The city’s efforts to build dedicated bike lanes through Bankers Hill didn’t please everyone at Tuesday night’s meeting of the Uptown Planners.
The meeting made two competing truths quite clear: The city is on track to boost its bike infrastructure; and plenty of people aren’t happy about it.
The Uptown Planners considered two bike related items, and though neither received a vote that changed much of anything, the meeting became an occasionally heated stand-off between the packed room of cycling advocates and those who see bike investment as an encroachment on their lifestyle.
The anti-cycling voices in the crowd and on the board and the general resistance to the proposed projects was a reminder of the extent to which many residents aren’t on board with elected leaders and city officials increasingly looking to embrace San Diego’s bike culture  as part of its identity.
The City Council earlier this summer unanimously approved  a 10-year agreement with a private company to provide beginning in January self-service access to 1,800 bikes spread across 220 stations citywide—though the program will begin in the tourist-heavy beaches, downtown, uptown and mid-city areas.
To ensure a successful program, the company put up the $7.2 million capital expenditure, and the city is expecting up to a $2.6 million slice of the revenue it generates — the city’s transportation and engineering division is trying to make the city a more bike-friendly place.
Before the end of the year, city engineers would like to remove a lane of traffic on both Fourth and Fifth avenues between downtown and Balboa Park, through Bankers Hill, to install dedicated bike lanes heading in each direction.
The hope is the clearly delineated bike lane will make novice cyclists or tourists more comfortable on a high-traffic road.
The city brought the plan to the Uptown Planners, the city’s planning group for the Uptown neighborhoods, Tuesday night, though the group opted not to vote on the project when it was told the city could move forward regardless of the group’s reaction.
Linda Marabian, the city’s deputy director for transportation engineering, said the city intends to repaint the street with the bike lanes by December, so it’s in place before the bike-share program launches in January.
“We’re going to have a lot of bikes on these roads, and it’s going to be concentrated in this area.
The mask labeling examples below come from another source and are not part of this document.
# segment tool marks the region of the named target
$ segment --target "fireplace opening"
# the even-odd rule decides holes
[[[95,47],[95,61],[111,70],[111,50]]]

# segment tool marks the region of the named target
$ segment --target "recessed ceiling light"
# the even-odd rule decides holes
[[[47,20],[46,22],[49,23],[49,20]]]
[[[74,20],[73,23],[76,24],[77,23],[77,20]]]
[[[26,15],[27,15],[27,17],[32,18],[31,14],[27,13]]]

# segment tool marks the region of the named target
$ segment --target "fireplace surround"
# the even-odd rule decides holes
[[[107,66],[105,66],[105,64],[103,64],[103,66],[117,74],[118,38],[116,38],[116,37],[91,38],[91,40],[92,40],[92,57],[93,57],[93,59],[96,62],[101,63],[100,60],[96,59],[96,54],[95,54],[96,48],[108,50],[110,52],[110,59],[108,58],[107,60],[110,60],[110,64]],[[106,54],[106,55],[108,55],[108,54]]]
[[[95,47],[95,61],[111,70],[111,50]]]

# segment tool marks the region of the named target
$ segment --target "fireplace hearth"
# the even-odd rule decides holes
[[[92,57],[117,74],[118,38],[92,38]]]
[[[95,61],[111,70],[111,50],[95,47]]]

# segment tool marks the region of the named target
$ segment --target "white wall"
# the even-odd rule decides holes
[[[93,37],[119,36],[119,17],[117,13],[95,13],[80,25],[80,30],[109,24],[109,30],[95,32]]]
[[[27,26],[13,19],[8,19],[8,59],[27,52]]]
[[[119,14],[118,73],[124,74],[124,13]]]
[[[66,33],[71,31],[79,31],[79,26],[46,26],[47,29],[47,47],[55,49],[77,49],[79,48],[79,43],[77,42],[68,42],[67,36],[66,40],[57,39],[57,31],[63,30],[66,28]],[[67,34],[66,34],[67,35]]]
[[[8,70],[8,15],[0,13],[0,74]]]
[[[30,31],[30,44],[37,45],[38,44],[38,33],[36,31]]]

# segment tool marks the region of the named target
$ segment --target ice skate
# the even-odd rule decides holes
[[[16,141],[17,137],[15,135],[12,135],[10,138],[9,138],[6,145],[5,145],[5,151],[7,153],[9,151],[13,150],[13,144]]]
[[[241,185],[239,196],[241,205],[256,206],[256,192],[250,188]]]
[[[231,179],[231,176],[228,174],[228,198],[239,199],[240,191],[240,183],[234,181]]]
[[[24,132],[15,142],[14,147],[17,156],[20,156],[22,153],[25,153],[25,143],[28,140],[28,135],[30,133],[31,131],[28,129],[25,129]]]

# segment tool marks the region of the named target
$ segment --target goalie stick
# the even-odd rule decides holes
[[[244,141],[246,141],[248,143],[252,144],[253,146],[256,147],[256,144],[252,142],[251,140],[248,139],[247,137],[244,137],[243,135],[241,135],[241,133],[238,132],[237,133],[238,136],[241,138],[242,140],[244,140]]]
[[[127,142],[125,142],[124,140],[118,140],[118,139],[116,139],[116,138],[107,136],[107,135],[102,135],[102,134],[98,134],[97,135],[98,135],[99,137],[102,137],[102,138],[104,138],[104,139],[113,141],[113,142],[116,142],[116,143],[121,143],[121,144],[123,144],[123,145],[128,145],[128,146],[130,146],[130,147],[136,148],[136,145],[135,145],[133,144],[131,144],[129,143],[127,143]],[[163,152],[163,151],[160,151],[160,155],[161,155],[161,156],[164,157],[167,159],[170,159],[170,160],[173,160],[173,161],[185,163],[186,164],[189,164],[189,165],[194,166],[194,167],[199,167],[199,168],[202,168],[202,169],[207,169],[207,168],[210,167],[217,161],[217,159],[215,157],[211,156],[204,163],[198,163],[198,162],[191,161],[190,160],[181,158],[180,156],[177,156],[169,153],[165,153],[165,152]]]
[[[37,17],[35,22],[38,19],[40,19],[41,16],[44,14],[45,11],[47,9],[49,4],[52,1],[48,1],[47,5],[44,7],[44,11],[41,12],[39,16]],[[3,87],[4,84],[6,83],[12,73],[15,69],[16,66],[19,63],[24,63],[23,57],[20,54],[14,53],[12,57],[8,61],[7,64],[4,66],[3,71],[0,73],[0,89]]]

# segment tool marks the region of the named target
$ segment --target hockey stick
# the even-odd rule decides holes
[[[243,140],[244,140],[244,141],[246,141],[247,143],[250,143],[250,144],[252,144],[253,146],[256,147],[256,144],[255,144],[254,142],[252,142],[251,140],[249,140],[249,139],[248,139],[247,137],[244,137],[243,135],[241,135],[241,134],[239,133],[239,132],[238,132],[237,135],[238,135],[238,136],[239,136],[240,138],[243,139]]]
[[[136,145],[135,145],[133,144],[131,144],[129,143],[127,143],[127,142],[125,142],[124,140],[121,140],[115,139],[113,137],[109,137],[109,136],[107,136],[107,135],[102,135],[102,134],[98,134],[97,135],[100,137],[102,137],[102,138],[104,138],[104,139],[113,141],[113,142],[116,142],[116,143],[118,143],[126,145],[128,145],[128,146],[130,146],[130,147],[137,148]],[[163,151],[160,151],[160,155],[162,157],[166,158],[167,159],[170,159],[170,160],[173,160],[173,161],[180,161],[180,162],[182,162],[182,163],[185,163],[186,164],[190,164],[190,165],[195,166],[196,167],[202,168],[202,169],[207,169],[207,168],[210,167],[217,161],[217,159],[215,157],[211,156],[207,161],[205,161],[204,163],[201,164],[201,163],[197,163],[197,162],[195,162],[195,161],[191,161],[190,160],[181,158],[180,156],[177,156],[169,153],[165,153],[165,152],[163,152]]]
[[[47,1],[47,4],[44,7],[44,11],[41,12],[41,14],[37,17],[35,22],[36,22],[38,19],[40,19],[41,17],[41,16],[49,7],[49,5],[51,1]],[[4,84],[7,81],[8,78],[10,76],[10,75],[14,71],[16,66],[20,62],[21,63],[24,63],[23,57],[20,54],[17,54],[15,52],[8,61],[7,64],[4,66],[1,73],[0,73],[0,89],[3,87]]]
And we need to be fast, because the bike sharing is coming fast,” Marabian said.
She said the project wouldn’t meaningfully affect traffic on the stretch of Fourth and Fifth avenues from I-5 to Laurel Street because recent traffic counts showed the three-lane avenues are already built over capacity. They can lose a lane without creating traffic jams.
The item was the second of two bike-related issues before the planning group Tuesday night, and the first revealed the extent to which biking advocates still face substantial opposition in making the traditionally car-centric city and region more bike-friendly.
The other was a presentation by the regional planning agency SANDAG on its plan to make changes to traffic flows and parking allotments in the area for its Uptown Regional Bike Corridor  project.
That project, paid for by TransNet, the county’s voter-approved half-cent-sales tax for transportation projects, will improve bike infrastructure with protected lanes and bikeways that connect to a similar network in North Park-Mid-City and the rest of the region.
The Uptown Planners, after more than an hour of public comment, opted not to give its stamp of approval to the project yet. Instead, they voted to further consider how the plan would affect the community, and to fold its eventual approval into the ongoing process of updating its community plan, its blueprint for future growth and development in the area.
Board members reiterated that they support the project in concept, but want it to fit within the existing plan update process.
“This is nothing new; lots of cities have implemented bicycle plans,” said board member Tony Winney. “Anything we can do to make roads more safe, we should do.”
But over the course of both public comment and responses by board members from the Uptown Planners, cyclists and those in favor of bike-related investments took a healthy share of pushback.
It was claimed, at various points, that the loss of parking would hurt local business, that residents who wanted to use bikes as a means of transportation should move to New York, that the benefits of the project were limited to social engineering and that the beneficiaries of similar projects are disproportionately white.
But all the tension didn’t amount to much: The city is installing bike lanes on Fourth and Fifth Avenues, and SANDAG is still planning for its Uptown project.